I had a moment of revelation when I saw an individual state, completely serious, that “A smartphone is a necessity.” To him, a smartphone is as important as food and water, because it is an invaluable tool for career networking and workplace efficiency, helping him earn money to pay for his groceries and utilities!
* Ebooks and digital music/audio downloads are more widespread and user-friendly than ever. It is gradually becoming the exception, not the rule, for a printed book to have no ebook version. It is exceedingly rare for a music CD not to have a digital version. Ebook/digital music copies are sometimes sold together with the physical copy, offering the best of both worlds in one package.

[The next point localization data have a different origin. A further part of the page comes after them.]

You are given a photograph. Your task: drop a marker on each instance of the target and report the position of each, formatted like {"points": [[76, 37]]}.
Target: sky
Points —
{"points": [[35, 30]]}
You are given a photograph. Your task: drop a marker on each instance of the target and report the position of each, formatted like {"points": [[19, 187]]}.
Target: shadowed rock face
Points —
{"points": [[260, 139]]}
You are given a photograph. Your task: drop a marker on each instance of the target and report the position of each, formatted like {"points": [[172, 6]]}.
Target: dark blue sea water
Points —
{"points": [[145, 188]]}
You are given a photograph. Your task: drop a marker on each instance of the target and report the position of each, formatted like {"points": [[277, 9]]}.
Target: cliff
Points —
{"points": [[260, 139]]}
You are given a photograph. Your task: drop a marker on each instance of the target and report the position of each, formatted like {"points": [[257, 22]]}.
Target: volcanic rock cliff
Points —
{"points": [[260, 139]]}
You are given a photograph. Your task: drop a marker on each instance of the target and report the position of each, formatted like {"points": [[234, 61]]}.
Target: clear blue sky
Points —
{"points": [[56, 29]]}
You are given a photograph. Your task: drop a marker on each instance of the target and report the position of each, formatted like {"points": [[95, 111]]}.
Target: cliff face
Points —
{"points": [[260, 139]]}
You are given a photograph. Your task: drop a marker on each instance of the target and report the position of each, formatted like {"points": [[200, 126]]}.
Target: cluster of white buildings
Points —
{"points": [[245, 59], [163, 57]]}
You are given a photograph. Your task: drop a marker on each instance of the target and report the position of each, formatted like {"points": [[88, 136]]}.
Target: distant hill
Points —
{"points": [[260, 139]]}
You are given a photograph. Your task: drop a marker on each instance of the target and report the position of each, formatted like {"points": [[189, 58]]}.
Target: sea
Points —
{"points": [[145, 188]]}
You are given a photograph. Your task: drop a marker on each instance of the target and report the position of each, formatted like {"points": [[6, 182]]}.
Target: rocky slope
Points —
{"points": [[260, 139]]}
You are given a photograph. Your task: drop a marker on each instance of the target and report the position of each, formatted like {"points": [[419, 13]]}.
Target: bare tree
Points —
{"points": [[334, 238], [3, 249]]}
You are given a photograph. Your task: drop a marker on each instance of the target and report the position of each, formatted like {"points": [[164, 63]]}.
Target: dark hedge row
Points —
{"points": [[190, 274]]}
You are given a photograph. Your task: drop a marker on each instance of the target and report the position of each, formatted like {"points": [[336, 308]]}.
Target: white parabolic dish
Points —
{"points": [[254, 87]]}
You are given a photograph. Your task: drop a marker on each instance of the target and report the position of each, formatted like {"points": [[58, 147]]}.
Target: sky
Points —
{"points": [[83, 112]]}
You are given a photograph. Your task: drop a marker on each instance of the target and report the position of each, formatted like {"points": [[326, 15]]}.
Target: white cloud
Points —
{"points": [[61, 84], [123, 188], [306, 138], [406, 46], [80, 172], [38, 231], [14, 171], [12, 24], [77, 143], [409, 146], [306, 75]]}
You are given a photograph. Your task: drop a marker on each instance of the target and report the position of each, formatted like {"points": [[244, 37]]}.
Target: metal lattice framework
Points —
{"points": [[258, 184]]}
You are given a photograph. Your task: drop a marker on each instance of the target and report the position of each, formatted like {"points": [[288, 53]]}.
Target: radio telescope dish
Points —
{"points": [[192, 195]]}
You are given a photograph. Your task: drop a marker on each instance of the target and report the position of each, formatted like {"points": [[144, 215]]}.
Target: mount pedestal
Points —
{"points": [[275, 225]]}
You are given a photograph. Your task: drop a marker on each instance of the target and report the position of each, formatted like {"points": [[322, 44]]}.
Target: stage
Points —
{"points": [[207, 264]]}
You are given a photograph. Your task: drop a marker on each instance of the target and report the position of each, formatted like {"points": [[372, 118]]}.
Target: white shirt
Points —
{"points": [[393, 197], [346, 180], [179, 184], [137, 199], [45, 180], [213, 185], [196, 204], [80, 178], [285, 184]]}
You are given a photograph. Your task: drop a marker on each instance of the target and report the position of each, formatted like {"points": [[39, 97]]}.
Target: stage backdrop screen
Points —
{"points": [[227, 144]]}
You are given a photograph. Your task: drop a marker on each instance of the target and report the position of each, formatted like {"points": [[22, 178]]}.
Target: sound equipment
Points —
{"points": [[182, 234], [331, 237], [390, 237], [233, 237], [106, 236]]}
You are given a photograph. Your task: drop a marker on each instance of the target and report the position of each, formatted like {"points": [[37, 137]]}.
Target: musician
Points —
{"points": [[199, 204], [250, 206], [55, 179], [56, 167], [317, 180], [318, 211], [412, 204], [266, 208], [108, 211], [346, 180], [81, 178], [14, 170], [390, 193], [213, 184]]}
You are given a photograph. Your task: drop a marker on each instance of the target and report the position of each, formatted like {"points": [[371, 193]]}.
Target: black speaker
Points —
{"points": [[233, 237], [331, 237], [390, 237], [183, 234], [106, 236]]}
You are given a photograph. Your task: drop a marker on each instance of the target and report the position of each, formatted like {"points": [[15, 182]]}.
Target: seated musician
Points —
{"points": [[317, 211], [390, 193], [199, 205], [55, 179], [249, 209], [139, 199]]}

* Digital piracy is also more widespread than ever. It generally doesn’t stop e-publishing from being profitable due to extremely low startup and distribution costs, but that doesn’t mean it’s a victimless crime. The ones hurt most are indie authors living on the margins; the size of their royalties determines whether they can write for a living full-time, and digital piracy cuts into that.
I remain convinced that the printed book is never going to fade away completely, just as physical stores aren’t going to be completely replaced by their online counterparts. But a hybrid future is taking shape; a future where every physical book purchase comes with an included ebook version, and every brick-and-board retailer also uses the Internet to secure their bottom line.
December’s Link of the month is an excellent website to help one keep pace with exciting new technological changes: the Pew Research Center’s Internet Project
I recommend checking out their current front-page article, “Technology’s Impact on Workers”. “Email remains the most important digital tool for workers. Just 7% of online job holders say the internet makes them less productive at work, but 35% say they spend more time working because of the internet, email and cell phones.”
On to December’s Review of the Month. This title sheds light on an enduring societal problem, and gives voice to the voiceless:
Silent Voices
Robert L. Okin, MD
Golden Pine Press
38 Miller Avenue, #121
Mill Valley, CA 94941
9780996077705 $19.95
Practicing psychiatrist, professor, and former commissioner of mental health Robert L. Okin, MD presents Silent Voices: People with Mental Disorders on the Street, a sobering portrait of homeless mentally ill individuals. Photographic portraits (mostly in color, some black-and-white) are paired with text passages about each profiled individual – sometimes their first-person testimony, sometimes their response to interview questions, and Okin’s candid accounts of his encounters with them. One homeless man candidly observes, “If the city really wanted to do something to help them, it’s gotta do something other than put ’em back on the street, give ’em a welfare check, and expect them to use it to pay for a shitty, overpriced, depressing little room. People would rather live on the streets, smoke crack, and take their chances on getting arrested again. You gotta give ’em something they view as too valuable to lose if they get caught again, like real housing.” The closing chapter is Okin’s straightforward assessment of how deinstitutionalization led to an epidemic of homeless mentally ill, and how criminalization of the homeless has exacerbated the problem. Silent Voices shines a spotlight on a serious, ongoing social problem in America, and is worthy of the highest recommendation.
That’s all for the December 2014 Beth Cox Report, and soon, 2014 itself. Happy new year!